忽然间眶中泛着些些湿润,两行清泪不觉流了出来,微咬咬牙,哽咽道:“萧儿,你这箫形记号,如何得来?”
梁萧刚找着包袱,取出衣衫,正欲穿上,忽然间身子一紧,被来人扣着,心中怒烧,正待运内力反击,鼻间闻得一股熟悉的味道,扭头侧目,见是段正淳,更加火怒,说道:“老段,你有病啊,拽着我干嘛?别看我长得帅,你就起邪念吧?爷还是处男呢?可不喜欢这套,快点松手?”疾急挣脱,梁萧内力虽比段正淳强,但老段箍他的手臂,实在紧地很,感觉怪别扭的,无法挣开,当即又气贯丹田,引气冲震,倏尔间,气行一半,忽感臂上一松,段正淳已经放开其手,梁萧不得不将气调息,纳回丹田。

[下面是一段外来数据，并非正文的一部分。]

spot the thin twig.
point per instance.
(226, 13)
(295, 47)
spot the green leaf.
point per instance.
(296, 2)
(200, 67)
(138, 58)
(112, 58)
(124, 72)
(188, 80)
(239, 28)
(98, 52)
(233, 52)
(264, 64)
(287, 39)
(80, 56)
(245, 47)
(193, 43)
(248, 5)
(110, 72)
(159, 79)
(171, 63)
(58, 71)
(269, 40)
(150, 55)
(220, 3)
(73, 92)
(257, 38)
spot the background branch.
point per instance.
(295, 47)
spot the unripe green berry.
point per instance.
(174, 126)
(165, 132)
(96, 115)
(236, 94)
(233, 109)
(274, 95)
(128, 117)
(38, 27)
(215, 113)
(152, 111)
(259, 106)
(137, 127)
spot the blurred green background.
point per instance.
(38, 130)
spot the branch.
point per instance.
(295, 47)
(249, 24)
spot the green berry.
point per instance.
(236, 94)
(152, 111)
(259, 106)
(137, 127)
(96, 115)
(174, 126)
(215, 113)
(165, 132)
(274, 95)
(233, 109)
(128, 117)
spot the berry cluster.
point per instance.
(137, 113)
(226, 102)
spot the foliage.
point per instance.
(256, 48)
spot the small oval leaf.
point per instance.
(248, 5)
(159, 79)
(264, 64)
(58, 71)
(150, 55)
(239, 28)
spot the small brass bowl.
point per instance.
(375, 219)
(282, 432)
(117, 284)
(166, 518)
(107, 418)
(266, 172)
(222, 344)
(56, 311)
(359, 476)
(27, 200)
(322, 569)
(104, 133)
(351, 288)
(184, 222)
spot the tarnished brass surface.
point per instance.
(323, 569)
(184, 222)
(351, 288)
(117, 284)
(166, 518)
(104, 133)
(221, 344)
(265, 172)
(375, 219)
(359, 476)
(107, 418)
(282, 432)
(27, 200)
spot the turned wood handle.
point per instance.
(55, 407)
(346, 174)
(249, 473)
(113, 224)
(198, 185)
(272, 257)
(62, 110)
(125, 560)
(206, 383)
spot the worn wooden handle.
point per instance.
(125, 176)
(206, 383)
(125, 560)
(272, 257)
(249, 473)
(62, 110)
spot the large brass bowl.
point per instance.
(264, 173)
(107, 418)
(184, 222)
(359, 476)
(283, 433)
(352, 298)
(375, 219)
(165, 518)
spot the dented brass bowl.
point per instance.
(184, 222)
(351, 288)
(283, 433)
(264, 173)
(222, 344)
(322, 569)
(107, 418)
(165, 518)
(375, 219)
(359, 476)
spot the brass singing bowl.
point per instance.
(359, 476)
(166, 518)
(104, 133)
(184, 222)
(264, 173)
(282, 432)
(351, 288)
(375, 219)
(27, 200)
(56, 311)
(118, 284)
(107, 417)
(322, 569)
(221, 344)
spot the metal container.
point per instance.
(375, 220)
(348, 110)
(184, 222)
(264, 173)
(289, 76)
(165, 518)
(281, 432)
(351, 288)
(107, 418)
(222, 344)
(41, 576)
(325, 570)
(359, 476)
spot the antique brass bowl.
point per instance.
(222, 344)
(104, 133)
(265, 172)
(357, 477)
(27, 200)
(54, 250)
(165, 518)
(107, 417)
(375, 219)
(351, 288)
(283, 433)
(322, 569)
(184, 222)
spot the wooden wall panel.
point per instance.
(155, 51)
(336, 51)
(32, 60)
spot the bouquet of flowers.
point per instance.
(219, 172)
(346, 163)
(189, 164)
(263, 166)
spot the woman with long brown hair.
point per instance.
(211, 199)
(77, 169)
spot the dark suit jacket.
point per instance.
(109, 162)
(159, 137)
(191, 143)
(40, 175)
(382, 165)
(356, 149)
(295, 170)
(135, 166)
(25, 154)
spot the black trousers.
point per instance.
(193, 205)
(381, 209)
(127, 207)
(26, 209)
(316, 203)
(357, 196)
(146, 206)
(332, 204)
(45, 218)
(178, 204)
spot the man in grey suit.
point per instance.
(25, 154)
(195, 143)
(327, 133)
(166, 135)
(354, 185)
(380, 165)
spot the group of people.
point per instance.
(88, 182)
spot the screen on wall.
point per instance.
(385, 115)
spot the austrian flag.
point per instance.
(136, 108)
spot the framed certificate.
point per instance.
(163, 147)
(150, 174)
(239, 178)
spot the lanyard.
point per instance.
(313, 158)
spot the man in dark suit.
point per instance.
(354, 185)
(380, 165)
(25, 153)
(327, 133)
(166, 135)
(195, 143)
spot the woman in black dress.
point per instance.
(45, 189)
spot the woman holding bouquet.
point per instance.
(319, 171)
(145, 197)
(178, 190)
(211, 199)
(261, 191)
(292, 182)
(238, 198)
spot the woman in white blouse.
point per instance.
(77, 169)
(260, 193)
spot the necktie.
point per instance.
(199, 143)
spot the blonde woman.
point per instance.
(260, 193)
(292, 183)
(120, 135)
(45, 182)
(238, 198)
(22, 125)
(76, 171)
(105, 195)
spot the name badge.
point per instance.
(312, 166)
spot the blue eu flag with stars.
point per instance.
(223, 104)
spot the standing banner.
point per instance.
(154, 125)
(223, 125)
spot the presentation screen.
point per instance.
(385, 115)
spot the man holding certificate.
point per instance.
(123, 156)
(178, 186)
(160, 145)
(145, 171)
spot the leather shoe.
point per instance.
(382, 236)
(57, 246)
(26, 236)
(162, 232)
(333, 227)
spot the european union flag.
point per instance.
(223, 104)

又见他发问,梁萧迅速将衣穿好,免得他再次胡来,拍了拍衣角,淡淡道:“自然是天生的,难道是我画的呀?就算我有心,也画不到呀?就算画得到,我也没那个手艺?”段正淳喃喃道:“……天生的……”忽然叹了口气,问道:“你今年十八岁,四月间的生日,是不是?”梁萧道:“不是,十八岁没错,但我是六月的生日。咦,老段,你到底想说什么?”心道:“他要给那木婉清提亲也用不着这样吧?怪,段家的人都怪。”
段正淳“哦”了一声,摇摇手,叫他别问,心中却思潮绵延起伏,隔了一会,又问道:“萧儿,你父母是谁?”梁萧摇摇头,叹息一声,来回跺了几步,嗤笑道:“老段,我想你大概有健忘症吧?不是早先跟你说了么,我爹妈是何人,不能随便相告?心寻思:“段正淳今天是怎么了,难道一巴掌将他打傻啦?不对,不像……”又连连摇头。心叹:“不能让老头子知道我在这,不然那就玩完了。看来大理也非久待之地,怎生才能看得‘六脉神剑’剑谱,然后走人呢?”心底暗暗思策焦急。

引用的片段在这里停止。